Gli autori hanno analizzato 36 mercati di animali negli Stati Uniti, tra cui allevamento di cani, caccia, pesca, aste di bestiame, allevamento di polli da cortile e zoo di animali domestici. Per valutare l’entità del rischio rappresentato da ciascun settore, hanno intervistato esperti e esaminato articoli scientifici, dati disponibili al pubblico, regolamenti governativi e altro ancora. Per ogni settore, hanno preso in considerazione 10 fattori, tra cui il numero di animali coinvolti, i patogeni che sono noti per trasportare e le interazioni che hanno con gli esseri umani, nonché eventuali pratiche e sistemi di biosicurezza.
“Abbiamo appena scoperto molte cose che ci hanno sorpreso”, ha affermato il dottor Jamieson, a cominciare dal numero sbalorditivo di animali utilizzati per scopi commerciali negli Stati Uniti. Il paese produce ogni anno più di 10 miliardi di animali selvatici per il cibo, inclusi più maiali e pollame, che possono ospitare e trasmettere l’influenza, rispetto a quasi tutti gli altri paesi, ha affermato la signora Linder. Il rapporto rileva che è il più grande importatore mondiale di bestiame e animali selvatici. (Oltre 220 milioni di animali selvatici vivi vengono importati ogni anno.)

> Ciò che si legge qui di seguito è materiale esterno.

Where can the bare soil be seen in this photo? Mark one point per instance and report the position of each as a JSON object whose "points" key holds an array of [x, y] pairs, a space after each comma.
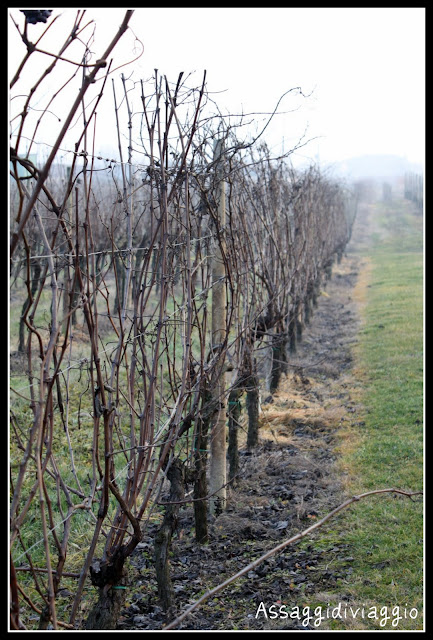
{"points": [[284, 485]]}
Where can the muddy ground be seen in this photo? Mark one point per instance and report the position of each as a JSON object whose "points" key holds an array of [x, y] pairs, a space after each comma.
{"points": [[290, 481]]}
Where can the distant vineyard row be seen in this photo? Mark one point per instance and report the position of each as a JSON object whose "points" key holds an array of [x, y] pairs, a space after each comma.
{"points": [[148, 297]]}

Il panorama normativo, tuttavia, è “incoerente e pieno di scappatoie”, ha affermato Linder. Ha affermato che le ispezioni delle importazioni di fauna selvatica sono sporadiche e, anche quando si verificano, si concentrano sull’applicazione delle norme di conservazione piuttosto che sulle malattie. Gli autori notano che nessuna agenzia federale rivendica la giurisdizione sugli allevamenti di visoni, che sono diventati punti caldi per il Covid-19, e prima della pandemia alcuni stati non sapevano quanti di questi allevamenti si trovassero all’interno dei loro confini.
Il dott. Kuchipudi ha affermato che i risultati evidenziano la necessità di una maggiore regolamentazione e di una migliore istruzione pubblica. Ha notato che molti americani potrebbero non essere nemmeno consapevoli dell’esistenza di alcune di queste industrie e pratiche, ma che “il pericolo può colpire tutti noi”.
Gli autori hanno affermato che il rapporto è solo un punto di partenza e le informazioni di base, compresi i dati di base sulle dimensioni e l’ubicazione di alcune industrie animali, rimangono sconosciute. (Le persone che lavorano in alcuni di questi settori non hanno risposto alle domande degli autori, ha detto la signora Linder.) Il passo successivo, hanno detto, è colmare alcune delle lacune nei dati e fare valutazioni più dettagliate delle pratiche più rischiose.
“Queste minacce ci sono, sia che accendiamo le luci e le affrontiamo o continuiamo a sentirci a nostro agio nell’oscurità”, ha detto la signora Linder.